2 February - 27 March 2000
An important retrospective, the first in Italy, dedicated to the American artist and photographer Francesca Woodman (Denver 1958 - New York 1981), who, over the course of her brief yet intensely creative artistic career, invented a whole new way of observing reality through the lens of a camera.
Her own naked body posed next to a few highly evocative objects and shot with the automatic release inside homes or abandoned spaces; other bodies, naked or clothed, communing with nature; portraits of friends, fragments of environments: these are the subjects of her photographs, for which she exclusively used natural light. Her photos reflect reality in the form of narratives that are heightened by imaginary touches.

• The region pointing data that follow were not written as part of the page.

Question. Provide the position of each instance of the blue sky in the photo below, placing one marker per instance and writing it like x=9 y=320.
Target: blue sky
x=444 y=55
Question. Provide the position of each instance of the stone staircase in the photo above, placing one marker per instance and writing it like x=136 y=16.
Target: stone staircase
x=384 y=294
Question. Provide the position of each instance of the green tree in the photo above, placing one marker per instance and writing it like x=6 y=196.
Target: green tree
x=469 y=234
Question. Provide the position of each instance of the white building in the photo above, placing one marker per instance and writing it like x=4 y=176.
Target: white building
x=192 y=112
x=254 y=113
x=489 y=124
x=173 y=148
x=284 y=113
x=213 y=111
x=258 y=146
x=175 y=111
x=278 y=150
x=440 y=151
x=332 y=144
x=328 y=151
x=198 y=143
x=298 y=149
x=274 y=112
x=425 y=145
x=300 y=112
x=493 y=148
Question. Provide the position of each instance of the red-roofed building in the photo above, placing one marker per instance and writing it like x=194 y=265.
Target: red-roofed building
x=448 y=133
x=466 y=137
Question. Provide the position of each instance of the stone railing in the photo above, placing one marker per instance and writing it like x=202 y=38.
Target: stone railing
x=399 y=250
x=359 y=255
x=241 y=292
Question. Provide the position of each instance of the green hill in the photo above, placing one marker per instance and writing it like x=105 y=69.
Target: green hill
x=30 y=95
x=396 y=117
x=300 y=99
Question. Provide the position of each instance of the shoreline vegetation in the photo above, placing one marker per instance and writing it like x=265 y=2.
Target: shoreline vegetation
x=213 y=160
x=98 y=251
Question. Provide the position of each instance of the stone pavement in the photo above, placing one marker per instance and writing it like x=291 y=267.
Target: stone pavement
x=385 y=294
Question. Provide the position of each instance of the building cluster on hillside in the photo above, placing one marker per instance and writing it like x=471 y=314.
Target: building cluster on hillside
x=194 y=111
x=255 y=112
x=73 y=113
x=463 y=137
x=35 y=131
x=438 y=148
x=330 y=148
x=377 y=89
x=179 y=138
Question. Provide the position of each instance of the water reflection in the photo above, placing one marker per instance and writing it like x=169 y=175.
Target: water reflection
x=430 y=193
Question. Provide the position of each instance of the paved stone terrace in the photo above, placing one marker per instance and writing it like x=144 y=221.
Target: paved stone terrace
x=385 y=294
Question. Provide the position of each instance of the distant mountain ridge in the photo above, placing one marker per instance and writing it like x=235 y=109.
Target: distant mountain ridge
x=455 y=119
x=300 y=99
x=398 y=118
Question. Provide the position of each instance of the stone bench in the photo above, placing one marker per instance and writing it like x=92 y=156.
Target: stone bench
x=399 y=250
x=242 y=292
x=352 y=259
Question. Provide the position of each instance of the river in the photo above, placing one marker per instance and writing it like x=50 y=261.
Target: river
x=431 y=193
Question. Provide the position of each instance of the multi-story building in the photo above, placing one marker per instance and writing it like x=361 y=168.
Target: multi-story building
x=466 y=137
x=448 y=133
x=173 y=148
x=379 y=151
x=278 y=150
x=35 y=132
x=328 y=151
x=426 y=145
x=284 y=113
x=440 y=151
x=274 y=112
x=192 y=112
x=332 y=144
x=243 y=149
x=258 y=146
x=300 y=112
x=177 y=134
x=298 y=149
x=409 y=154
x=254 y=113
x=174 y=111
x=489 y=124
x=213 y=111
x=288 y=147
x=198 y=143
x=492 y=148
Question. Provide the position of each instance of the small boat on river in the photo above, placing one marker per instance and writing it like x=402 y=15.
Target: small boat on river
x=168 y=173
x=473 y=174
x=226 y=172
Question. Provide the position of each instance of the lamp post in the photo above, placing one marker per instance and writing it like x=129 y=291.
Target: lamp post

All the prints on display were original. The first photos were taken in Boulder, Colorado, from 1972 to 1976; the next date from 1975 to 1978 and were taken in Providence, where the artist attended the Rhode Island School of Design. The images from 1977 and 1978 were taken in Rome, where Francesca Woodman found herself in the middle of the city's emerging artistic and cultural scene. The exhibition continued with photographs taken in New York between 1979 and 1981, and others that date from brief summer stays in Stanwood in 1979 and Peterborough in 1981. A slideshow, prepared by the American photographer Charles Duncan, documented the six books the artist created using old notebooks or musical scores, only one of which was published in 1981.
Exhibition curated by Achille Bonito Oliva.
Mounted by Lucio Turchetta.
Catalogue with essays by Achille Bonito Oliva, Giuseppe Casetti, Cecilia Casorati, Rosella Caruso, and George Woodman; published by Castelvecchi Arte, Rome 2000.